Erdoğan had stormed out of the World Economic Forum panel on the Gaza war on Jan. 29, 2009, by protesting the moderator while trying to stop his intervention, yelling “One minute” and slamming the fellow debater Israeli President Shimon Peres, too.

More than a year after the Davos incident, Israeli naval commandos raided the Mavi Marmara on May 31, 2010 in the international waters of the Mediterranean Sea, killing nine Turkish activists on the ship that was carrying humanitarian aid and construction materials, with the intention of breaking the Israeli-Egyptian blockade on the Gaza Strip.

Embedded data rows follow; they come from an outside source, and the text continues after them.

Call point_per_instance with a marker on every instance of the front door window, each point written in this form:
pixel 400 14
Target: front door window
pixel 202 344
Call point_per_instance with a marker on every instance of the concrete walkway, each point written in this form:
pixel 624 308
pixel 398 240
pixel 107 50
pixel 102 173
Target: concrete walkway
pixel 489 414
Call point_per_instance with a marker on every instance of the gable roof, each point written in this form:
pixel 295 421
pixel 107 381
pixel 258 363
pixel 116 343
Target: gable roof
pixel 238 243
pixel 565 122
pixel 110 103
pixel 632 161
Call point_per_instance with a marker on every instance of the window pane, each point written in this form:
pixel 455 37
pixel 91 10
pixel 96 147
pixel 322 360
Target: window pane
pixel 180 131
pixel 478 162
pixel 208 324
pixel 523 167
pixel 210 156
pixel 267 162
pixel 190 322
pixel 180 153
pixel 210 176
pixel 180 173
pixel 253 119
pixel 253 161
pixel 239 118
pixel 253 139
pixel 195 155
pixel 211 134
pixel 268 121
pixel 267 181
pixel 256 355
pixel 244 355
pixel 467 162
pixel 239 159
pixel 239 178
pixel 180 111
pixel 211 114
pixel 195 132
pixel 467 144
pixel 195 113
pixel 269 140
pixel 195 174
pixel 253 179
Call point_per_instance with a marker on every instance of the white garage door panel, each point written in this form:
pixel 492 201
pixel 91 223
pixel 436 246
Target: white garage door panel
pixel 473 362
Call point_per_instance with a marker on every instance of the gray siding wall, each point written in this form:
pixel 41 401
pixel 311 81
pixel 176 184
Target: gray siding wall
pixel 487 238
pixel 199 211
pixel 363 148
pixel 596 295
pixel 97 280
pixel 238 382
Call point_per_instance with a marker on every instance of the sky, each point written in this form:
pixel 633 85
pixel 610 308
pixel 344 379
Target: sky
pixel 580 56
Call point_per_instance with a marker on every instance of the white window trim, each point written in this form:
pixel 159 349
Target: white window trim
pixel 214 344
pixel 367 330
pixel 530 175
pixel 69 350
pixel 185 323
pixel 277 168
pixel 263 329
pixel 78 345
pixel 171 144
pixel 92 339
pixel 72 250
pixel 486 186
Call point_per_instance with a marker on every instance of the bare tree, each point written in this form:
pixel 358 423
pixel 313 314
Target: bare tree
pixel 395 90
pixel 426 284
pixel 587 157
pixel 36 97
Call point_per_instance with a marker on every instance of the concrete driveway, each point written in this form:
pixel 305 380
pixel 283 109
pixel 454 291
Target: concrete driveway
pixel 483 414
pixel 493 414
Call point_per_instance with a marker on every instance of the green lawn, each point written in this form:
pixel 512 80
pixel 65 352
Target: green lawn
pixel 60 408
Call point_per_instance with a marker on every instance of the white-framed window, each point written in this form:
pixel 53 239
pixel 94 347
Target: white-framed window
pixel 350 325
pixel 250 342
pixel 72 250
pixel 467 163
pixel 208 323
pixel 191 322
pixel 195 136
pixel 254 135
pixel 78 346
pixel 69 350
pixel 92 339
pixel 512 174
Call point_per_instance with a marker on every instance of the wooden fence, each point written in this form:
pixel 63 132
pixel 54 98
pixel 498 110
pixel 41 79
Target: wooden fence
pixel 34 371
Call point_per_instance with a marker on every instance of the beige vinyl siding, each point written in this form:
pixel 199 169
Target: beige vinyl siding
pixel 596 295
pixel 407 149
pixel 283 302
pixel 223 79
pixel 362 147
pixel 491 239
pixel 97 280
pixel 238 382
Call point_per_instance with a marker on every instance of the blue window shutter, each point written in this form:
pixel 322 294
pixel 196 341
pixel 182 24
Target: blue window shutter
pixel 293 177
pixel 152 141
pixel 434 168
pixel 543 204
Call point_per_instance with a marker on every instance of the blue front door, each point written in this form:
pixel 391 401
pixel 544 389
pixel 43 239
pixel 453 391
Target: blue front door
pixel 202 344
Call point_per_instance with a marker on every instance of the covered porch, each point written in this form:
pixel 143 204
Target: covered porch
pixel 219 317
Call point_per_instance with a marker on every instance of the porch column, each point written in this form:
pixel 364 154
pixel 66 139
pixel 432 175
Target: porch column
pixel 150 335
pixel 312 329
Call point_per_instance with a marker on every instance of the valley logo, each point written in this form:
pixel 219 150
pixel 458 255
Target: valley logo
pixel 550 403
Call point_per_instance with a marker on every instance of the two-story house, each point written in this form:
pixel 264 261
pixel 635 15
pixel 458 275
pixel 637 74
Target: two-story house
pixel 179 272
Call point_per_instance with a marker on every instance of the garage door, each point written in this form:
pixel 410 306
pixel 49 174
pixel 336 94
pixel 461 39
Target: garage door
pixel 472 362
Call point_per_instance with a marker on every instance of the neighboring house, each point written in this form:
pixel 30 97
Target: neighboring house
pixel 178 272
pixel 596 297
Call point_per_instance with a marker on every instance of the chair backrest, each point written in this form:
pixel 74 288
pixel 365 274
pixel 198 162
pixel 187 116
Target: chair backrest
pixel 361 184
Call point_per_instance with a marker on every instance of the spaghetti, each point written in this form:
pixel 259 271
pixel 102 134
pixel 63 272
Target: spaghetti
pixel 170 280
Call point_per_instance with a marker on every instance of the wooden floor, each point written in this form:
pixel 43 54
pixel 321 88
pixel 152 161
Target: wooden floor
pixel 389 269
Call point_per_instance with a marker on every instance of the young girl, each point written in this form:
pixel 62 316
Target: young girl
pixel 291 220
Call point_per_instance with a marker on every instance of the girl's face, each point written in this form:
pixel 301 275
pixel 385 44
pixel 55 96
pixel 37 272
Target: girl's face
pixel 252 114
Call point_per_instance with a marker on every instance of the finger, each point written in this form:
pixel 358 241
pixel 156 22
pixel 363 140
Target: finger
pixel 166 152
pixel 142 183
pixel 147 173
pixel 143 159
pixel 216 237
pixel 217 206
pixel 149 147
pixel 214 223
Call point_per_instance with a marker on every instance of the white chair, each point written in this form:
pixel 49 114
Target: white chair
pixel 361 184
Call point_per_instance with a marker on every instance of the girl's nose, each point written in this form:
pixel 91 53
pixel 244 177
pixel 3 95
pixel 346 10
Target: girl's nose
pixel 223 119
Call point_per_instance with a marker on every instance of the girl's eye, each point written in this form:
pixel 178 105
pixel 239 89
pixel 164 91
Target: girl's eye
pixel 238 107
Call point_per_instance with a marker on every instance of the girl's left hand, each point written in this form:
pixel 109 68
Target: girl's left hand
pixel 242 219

The rift between the government and the Gülen movement was crystalized on Dec. 17, 2013, when massive graft investigations initiated by allegedly Gülenist prosecutors and police chiefs.

Thousands of people, including Erdoğan, national intelligence chief Hakan Fidan and a wide range of journalists, academics, business leaders and nongovernmental organization representatives, have been wiretapped for years by the police as part of different probes, Turkish media claimed Feb. 24.

Some 425 inspectors are investigating 198 illegal eavesdropping cases believed to be carried out by Gülenists, Ala said last month.

U.S.-based Islamic scholar Fethullah Gülen, the leader of the movement, was charged by Ankara Chief Prosecutor’s Office of attempting to overthrow the government on April 30, hours before an espionage probe was launched in Ankara into claims that sensitive data from the Telecommunications Directorate (TİB) was leaked to foreign countries via satellite.